As Goh was walking in the direction of the coffee shop, Toh charged towards the middle of the room in his direction and attacked him, the DPPs said.

Goh was stabbed on his right upper arm, scalp area and chest area. The knife also cut the left side of his face and the left sleeve of Goh’s shirt indicating that the knife was also directed at his left upper arm.

Goh also suffered cuts to both his hands, likely to have been caused when he used his hands to defend himself from the knife attack.

By the time a witness had seen what was going on, the fight had been underway for one minute.

Goh’s shirt was already soaked in blood to such an extent that the witness thought he was wearing a red shirt.

The witness also saw that Goh appeared to be losing and to have no more strength left in him, and that Toh broke free and ran off quickly.

A taxi’s in-camera footage captured the aftermath of this second fight.

Goh did not give chase and instead stooped down to pick up his mobile phone.
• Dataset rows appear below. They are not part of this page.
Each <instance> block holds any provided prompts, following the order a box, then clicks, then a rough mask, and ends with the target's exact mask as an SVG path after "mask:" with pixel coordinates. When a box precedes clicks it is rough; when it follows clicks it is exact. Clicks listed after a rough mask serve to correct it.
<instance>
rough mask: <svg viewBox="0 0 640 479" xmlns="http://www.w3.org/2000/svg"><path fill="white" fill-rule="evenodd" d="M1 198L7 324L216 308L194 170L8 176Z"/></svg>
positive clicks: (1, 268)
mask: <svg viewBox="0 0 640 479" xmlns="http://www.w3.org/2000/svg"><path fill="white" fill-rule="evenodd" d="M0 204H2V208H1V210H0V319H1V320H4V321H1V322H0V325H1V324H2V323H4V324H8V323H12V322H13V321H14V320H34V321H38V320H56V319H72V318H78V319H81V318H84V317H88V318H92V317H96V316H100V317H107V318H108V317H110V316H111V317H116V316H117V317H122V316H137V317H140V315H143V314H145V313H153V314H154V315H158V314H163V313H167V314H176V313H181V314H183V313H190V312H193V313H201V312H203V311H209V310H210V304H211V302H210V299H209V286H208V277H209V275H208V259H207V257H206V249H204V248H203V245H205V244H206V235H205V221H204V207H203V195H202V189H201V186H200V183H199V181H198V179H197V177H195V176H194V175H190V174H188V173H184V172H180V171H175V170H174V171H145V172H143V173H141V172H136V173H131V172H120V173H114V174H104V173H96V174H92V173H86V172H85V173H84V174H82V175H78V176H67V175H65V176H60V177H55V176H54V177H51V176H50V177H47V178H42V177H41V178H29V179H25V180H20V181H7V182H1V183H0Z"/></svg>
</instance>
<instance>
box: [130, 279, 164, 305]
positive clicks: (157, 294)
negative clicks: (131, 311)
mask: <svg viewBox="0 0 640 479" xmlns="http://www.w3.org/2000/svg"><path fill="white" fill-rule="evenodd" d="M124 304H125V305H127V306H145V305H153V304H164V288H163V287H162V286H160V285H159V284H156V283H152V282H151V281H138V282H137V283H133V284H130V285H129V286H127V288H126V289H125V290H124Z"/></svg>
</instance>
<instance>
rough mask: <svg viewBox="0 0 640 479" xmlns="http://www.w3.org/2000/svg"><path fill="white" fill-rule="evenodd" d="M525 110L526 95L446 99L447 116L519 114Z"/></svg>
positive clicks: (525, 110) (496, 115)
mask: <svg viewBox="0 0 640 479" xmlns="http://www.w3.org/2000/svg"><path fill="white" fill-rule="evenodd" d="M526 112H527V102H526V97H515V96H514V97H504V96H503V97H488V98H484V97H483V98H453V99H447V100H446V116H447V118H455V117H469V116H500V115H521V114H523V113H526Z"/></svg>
He then lay on the road and rested his head on the curb as the witness called for an ambulance.

Toh was arrested at Labrador Park MRT station 12 days later on July 21, 2016, after the police received information that he was in the area.

A police inspector who took Toh’s statement testified that Toh had queried him in Hokkien on whether he committed murder or culpable homicide.

When the inspector replied that it was not his role to make such a decision, Toh — who had previously given a detailed blow-by-blow account of the fights — then claimed that he did not know how he had stabbed Goh, the DPPs said.

Toh also claimed that he had returned to the scene to find his bicycle.

When questioned why he dashed across the road, Toh claimed that he was merely crossing to the middle of the road in order to look for his bicycle on the other side of the road.

The court heard that Toh identifies himself with Qigong as he sees himself to be like a beggar, picking up cans and cardboard for a living.